Das könnte dich vllt interessieren: Broadcasting to Multiple Recipients (The Java™ Tutorials > Custom Networking > All About Datagrams)

Ansonsten: In der Theorie würde ichs so machen, wie du schon beschrieben hast:
-> Server startet
-> Server startet einen Thread, um auf UDP-Anfragen reagieren zu können.
-> Server schickt ein Signal in den vorgegebenen Adressraum (UDP)
---> Server wartet eine vorgegebene Zeit auf eine Antwort
---> Kommt eine Antwort: Server merkt sich die IP


----------



## HoaX (18. Okt 2011)

Wie wäre es mit DNS-SD?.


----------



## Andi_CH (18. Okt 2011)

Danke für den Hinweis auf die Broadcasterei - das habe ich bis jetzt wirklich noch nicht gefunden.



Tomate_Salat hat gesagt.:


> Dann stelle diese Frage einfach nicht. Wenn du unbedingt das ganze via Broadcast lösen möchtest, dann hätteste einfach danach gefragt.
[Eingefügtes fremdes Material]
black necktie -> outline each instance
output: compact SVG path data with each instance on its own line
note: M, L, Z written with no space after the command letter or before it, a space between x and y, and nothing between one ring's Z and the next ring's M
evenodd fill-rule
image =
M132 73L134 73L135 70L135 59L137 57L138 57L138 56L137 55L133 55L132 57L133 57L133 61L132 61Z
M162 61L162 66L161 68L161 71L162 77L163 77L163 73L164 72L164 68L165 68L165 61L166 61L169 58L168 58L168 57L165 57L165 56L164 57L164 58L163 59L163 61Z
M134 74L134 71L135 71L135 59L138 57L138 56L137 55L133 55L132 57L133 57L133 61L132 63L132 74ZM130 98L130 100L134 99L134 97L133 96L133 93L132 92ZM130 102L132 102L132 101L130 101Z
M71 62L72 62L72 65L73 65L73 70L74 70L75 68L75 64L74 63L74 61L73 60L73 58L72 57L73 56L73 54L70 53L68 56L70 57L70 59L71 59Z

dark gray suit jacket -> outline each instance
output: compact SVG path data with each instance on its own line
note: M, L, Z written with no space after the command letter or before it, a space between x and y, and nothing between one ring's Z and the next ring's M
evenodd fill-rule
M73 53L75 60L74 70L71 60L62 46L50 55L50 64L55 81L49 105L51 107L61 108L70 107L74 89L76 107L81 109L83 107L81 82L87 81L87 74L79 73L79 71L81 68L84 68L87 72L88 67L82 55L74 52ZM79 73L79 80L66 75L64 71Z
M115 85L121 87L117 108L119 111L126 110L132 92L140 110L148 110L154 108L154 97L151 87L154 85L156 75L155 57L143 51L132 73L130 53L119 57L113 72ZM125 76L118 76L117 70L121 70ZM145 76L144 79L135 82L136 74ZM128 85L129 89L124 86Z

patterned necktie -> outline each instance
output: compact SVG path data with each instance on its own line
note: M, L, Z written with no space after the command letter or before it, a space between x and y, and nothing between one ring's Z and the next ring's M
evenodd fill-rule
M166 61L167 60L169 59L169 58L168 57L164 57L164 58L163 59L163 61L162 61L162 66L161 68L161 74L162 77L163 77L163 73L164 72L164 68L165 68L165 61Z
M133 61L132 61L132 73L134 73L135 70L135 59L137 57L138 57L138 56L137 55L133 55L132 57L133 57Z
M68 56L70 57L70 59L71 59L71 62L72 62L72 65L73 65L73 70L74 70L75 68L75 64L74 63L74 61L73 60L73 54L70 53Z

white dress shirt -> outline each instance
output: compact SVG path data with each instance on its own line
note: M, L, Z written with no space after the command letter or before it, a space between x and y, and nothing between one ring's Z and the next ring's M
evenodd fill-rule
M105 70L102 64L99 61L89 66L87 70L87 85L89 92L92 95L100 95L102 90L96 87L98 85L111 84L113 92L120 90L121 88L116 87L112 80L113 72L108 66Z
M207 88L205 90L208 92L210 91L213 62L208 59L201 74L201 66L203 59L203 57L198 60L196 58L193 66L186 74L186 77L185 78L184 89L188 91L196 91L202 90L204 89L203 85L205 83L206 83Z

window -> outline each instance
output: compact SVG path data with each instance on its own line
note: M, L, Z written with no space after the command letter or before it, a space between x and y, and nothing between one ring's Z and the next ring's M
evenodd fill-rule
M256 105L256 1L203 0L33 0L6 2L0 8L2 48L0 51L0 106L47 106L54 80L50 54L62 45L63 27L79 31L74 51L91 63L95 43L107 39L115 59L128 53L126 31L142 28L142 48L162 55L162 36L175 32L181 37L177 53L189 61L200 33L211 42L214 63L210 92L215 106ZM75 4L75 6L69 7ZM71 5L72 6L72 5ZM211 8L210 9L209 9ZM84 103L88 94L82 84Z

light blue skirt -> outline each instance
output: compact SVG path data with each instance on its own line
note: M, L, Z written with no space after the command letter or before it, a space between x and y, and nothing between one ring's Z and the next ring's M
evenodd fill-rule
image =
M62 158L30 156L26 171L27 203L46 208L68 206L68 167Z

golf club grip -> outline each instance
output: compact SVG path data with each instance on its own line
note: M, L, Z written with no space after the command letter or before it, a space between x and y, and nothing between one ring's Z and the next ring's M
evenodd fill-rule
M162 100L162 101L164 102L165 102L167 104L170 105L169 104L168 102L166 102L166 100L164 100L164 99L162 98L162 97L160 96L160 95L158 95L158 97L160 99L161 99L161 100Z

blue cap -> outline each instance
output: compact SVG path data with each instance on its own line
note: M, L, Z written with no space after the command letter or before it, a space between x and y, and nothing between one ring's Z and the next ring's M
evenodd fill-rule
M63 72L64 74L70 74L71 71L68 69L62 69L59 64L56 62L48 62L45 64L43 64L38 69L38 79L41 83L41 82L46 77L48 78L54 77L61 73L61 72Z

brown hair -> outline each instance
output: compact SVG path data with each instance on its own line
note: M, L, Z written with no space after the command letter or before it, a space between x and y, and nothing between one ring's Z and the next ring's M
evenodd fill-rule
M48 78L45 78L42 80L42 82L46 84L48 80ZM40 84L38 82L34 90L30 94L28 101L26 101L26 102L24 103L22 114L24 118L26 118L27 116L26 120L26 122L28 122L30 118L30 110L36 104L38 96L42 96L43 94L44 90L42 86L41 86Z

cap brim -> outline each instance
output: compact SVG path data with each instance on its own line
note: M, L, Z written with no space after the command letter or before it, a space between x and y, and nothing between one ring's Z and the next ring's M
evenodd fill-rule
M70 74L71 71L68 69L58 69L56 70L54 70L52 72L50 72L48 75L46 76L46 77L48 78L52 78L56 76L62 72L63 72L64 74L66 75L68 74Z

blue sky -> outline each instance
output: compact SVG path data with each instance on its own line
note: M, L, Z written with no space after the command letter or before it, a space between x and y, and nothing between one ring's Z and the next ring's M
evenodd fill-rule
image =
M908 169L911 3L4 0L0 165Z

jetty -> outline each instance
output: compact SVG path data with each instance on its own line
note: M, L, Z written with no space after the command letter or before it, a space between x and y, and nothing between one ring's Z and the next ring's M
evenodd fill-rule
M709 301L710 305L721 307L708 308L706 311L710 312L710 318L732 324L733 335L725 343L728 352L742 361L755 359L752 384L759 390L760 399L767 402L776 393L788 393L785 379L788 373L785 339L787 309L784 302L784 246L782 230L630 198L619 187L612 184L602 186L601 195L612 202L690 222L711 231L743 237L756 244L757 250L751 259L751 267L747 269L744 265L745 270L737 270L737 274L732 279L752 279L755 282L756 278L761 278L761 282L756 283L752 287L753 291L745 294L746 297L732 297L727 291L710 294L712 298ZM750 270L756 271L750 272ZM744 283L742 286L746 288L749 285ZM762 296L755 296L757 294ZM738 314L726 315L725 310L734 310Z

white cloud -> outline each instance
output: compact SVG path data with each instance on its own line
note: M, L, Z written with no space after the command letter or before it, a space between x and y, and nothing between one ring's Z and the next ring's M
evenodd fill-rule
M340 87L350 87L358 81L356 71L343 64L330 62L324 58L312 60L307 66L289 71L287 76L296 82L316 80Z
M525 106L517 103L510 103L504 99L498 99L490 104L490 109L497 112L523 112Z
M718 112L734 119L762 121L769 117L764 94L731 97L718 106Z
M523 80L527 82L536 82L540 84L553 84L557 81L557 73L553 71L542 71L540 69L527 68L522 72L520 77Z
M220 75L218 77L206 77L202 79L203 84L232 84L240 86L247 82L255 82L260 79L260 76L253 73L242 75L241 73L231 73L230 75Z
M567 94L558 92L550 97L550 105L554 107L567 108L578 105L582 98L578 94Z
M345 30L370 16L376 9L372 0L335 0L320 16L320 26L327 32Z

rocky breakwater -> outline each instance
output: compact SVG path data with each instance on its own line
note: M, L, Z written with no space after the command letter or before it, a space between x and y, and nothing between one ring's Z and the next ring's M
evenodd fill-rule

Gibt es denn einen gangbaren Weg um in einem Netzwerk alle Server zu finden die einen bestimmten Dienst anbieten? Bis jetz nicht ;-)

Ich persönlich kenne übrigens keine einzige Firma in der noch offizielle IPs verwendet werden - die machen alle NAT.

Der Thread hier erinnert mich irgendwie daran ;-)


----------



## Tomate_Salat (18. Okt 2011)

Andi_CH hat gesagt.:


> Der Thread hier erinnert mich irgendwie daran ;-)



Ich liebe diesen Cartoon 

Da ich noch nie mit UDP gearbeitet habe, hats mich gereitzt mal sowas im kleinen (lokal :lol zu testen. Dazu habe ich noch diese Seite genutzt: A Simple Java UDP Server and UDP Client | systemBash ist etwas kompakter als die andere.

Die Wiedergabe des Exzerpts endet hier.